Three Effective Distributed Database Deployment Topologies for Dual Data Center Challenges

May 9, 2024

YugabyteDB is engineered for high availability, scalability, and fault tolerance by distributing data and request processing across multiple fault domains. However, even with this distributed architecture, two significant challenges emerge when operating in a two-datacenter or two-region model:

The risk of a complete regional outage (with an arbitrary majority) leading to the loss of a distributed quorum
The potential for data loss due to asynchronous data replication between data centers or regions.

To overcome these challenges, YugabyteDB supports various deployment topologies designed to meet specific high availability and disaster recovery needs. In this blog post, we will explore these deployment options, examining both happy path scenarios and failure scenarios, and discuss the trade-offs between recovery time objective (RTO), recovery point objective (RPO), latency, and other factors.

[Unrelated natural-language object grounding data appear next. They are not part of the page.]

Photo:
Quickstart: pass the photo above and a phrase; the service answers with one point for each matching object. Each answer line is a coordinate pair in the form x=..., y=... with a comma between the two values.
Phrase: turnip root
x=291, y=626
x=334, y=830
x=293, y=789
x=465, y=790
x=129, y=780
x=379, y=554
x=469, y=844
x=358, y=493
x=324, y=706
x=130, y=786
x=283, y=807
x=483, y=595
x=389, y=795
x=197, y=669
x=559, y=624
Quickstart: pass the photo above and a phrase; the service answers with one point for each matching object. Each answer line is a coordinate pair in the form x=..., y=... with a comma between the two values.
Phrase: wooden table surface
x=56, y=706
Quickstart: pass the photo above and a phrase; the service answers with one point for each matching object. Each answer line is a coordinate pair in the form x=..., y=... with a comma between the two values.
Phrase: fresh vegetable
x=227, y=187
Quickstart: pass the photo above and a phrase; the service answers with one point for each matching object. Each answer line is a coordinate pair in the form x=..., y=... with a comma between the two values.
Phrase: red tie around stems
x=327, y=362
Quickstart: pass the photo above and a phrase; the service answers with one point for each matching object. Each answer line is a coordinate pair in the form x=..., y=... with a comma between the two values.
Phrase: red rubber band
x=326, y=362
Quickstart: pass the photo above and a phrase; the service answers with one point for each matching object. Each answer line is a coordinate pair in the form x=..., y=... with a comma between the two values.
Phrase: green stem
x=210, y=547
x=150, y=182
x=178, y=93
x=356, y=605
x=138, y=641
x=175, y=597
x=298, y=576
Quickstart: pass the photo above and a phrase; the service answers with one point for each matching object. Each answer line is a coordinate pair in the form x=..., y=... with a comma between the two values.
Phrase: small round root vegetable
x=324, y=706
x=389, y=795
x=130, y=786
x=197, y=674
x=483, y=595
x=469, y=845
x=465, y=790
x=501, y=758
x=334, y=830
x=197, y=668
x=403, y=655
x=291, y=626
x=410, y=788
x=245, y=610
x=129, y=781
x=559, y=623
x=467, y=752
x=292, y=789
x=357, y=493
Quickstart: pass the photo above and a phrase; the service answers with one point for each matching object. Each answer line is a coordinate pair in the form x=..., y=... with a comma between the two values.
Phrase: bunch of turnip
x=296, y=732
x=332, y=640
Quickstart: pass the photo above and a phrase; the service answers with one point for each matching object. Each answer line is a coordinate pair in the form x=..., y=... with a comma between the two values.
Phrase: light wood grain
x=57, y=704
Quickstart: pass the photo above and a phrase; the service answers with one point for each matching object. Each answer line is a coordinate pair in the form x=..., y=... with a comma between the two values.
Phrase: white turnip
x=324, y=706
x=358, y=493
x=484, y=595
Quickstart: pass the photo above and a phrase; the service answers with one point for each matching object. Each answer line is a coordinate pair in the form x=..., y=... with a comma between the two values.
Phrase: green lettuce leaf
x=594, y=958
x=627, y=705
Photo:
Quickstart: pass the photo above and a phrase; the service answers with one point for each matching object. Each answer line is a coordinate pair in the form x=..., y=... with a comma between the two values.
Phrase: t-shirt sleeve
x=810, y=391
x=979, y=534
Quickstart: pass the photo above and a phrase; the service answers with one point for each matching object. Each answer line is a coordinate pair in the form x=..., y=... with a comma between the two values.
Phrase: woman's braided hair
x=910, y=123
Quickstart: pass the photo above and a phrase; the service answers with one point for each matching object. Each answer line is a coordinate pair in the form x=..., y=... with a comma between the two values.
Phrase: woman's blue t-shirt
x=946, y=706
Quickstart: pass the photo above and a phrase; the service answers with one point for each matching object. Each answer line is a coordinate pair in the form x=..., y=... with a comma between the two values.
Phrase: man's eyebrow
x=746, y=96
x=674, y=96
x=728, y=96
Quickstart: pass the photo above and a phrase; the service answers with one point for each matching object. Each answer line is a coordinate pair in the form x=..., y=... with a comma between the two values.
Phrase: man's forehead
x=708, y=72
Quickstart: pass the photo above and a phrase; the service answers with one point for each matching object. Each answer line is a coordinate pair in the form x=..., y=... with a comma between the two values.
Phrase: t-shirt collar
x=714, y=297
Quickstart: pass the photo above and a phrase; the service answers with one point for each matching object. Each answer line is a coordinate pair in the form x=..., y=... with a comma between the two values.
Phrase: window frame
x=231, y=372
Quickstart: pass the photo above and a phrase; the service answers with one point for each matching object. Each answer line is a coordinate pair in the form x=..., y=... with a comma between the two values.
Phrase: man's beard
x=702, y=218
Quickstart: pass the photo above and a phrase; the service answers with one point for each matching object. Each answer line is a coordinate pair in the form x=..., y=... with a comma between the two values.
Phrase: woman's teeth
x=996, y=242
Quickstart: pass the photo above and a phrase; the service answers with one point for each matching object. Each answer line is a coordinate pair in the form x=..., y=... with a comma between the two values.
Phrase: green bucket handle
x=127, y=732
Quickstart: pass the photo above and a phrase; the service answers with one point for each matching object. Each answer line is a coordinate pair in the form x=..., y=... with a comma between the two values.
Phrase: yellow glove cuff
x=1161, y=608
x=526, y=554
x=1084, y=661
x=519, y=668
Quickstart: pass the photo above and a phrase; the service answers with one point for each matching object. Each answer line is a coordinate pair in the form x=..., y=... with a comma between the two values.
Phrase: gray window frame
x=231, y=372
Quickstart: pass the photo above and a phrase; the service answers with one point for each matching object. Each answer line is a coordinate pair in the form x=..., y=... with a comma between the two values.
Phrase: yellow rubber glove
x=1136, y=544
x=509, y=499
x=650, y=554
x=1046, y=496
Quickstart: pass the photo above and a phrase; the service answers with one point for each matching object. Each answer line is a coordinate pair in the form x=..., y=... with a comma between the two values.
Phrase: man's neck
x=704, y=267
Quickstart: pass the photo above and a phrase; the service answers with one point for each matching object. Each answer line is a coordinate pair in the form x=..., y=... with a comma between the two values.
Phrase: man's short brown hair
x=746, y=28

The Odd Quorum Conundrum in a Two Data Center Model

In YugabyteDB, a quorum is the minimum number of replicas that must participate in a write transaction to ensure data consistency and availability. Typically, an odd quorum is required to avoid “split-brain” scenarios and ensure that there is a clear majority for decision-making. However, maintaining this odd quorum in a two-datacenter model is challenging because it involves having an arbitrary majority in one datacenter. If the data center with the majority of replicas goes down, it will affect the availability of the service.

The Challenge With Adding a Third Region

The ideal solution to this problem is by adding a third region. However, many enterprises still operate with two data centers, which must be kept on par and regularly updated as part of their business continuity planning (BCP). Executing BCP demands considerable planning, time, and effort. In addition, regulatory requirements require enterprises to alternate between primary and secondary roles of data centers every six months to ensure readiness for a disaster. Let’s look at how different deployment topologies can help solve this issue.

Deployment Topologies

In the following section, we’ll assign names to regions to identify easily. In the context of a self-managed infrastructure, the term “region” refers to a data center.

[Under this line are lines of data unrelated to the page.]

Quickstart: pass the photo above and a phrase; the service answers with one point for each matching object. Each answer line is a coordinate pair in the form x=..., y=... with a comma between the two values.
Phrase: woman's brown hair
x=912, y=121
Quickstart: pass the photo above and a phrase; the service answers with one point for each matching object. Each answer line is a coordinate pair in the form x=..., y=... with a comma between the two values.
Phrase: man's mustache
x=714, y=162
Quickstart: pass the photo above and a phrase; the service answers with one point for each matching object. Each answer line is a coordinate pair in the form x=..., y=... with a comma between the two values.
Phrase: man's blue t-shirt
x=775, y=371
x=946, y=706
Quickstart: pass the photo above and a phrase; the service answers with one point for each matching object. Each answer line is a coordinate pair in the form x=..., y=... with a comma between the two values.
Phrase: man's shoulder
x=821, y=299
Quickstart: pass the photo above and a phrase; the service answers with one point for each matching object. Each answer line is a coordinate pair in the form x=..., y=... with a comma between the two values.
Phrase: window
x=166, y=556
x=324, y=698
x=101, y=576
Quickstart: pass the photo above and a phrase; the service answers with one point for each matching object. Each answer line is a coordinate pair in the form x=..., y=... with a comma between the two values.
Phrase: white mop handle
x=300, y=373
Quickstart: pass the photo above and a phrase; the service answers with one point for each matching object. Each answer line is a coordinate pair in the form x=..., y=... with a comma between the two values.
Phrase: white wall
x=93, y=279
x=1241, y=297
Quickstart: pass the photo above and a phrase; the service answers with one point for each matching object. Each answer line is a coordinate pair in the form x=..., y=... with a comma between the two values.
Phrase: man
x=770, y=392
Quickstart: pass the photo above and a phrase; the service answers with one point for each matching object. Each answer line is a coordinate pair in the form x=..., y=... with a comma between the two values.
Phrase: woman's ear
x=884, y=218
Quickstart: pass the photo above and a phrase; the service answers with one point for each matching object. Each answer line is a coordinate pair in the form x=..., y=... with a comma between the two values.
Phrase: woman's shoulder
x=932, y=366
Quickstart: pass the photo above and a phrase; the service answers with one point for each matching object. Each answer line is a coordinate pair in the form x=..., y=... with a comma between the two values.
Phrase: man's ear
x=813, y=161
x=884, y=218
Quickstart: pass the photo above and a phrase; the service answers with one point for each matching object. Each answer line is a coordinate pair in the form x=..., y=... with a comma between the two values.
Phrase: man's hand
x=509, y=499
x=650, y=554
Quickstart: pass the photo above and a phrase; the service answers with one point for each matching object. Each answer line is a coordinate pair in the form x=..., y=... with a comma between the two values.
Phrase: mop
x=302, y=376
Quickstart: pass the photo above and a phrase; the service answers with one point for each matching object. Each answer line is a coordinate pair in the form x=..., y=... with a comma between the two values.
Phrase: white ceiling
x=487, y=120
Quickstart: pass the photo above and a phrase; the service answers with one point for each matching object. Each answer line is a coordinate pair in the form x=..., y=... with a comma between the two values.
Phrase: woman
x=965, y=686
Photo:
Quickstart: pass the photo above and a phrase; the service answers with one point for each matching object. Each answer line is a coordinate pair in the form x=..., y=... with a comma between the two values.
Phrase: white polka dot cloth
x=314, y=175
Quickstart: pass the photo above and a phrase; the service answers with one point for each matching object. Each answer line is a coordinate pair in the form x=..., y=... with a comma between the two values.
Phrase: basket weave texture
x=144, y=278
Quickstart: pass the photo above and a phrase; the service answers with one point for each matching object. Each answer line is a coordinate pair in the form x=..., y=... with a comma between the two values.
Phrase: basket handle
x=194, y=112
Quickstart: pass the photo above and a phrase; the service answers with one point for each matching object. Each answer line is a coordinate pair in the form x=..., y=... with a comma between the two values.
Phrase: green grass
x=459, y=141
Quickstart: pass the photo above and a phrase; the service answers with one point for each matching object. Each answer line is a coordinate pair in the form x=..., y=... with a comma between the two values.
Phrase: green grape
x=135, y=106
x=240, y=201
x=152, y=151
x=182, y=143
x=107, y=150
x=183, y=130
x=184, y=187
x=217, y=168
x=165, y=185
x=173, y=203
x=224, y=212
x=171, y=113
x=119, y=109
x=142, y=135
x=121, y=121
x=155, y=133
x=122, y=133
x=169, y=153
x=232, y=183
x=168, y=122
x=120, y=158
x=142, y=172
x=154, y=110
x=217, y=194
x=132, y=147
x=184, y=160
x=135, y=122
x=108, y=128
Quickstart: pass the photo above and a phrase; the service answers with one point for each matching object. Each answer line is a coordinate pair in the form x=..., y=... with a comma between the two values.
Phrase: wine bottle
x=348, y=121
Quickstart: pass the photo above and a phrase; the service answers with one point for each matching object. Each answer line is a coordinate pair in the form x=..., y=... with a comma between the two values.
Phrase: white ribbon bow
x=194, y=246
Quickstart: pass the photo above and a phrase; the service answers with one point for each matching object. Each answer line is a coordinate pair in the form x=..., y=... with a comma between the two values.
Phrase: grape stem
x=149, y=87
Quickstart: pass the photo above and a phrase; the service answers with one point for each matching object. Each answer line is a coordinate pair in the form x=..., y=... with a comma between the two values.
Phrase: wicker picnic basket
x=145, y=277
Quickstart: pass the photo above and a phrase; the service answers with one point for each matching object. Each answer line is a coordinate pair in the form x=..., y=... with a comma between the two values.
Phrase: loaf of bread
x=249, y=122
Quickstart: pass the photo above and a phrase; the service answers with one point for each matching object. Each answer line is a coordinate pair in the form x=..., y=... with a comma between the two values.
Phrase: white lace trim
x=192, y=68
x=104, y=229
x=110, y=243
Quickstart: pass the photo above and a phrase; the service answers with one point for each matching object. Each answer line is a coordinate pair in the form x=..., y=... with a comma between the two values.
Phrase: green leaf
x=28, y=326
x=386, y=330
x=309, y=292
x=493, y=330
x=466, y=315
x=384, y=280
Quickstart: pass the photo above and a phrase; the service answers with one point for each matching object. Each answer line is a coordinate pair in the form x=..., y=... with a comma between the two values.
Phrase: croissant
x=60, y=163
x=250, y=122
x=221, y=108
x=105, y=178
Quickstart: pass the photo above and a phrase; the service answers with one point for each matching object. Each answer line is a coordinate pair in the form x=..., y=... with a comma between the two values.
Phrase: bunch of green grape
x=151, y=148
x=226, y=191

Regions / Data Centers	Mumbai, Delhi
Classification	Region1 / DC1	Mumbai
Classification	Region2 / DC2	Delhi

1: xCluster

A database is distributed across multiple availability zones in a region/data center, with each region having its own isolated setup.

Regions / Data Centers	Mumbai, Delhi
Classification	Primary	Mumbai
Classification	Secondary	Delhi
Fault Domains	Primary	H1a, H1b, and H1c (isolated domains within a region)
Fault Domains	Secondary	H2a, H2b, and H2c (isolated domains within a region)
Topology	xCluster

xCluster overivew - YugabyteDB

Key Points:

Each region has its own isolated YugabyteDB cluster.
Each cluster ensures fault tolerance at the availability zone level within a region.
Asynchronous cross-cluster (xCluster) data replication between “primary” and “secondary” regions.
Data replication can be either unidirectional or bidirectional.
Each cluster can be scaled independently.
Tunable reads can be enabled for each cluster.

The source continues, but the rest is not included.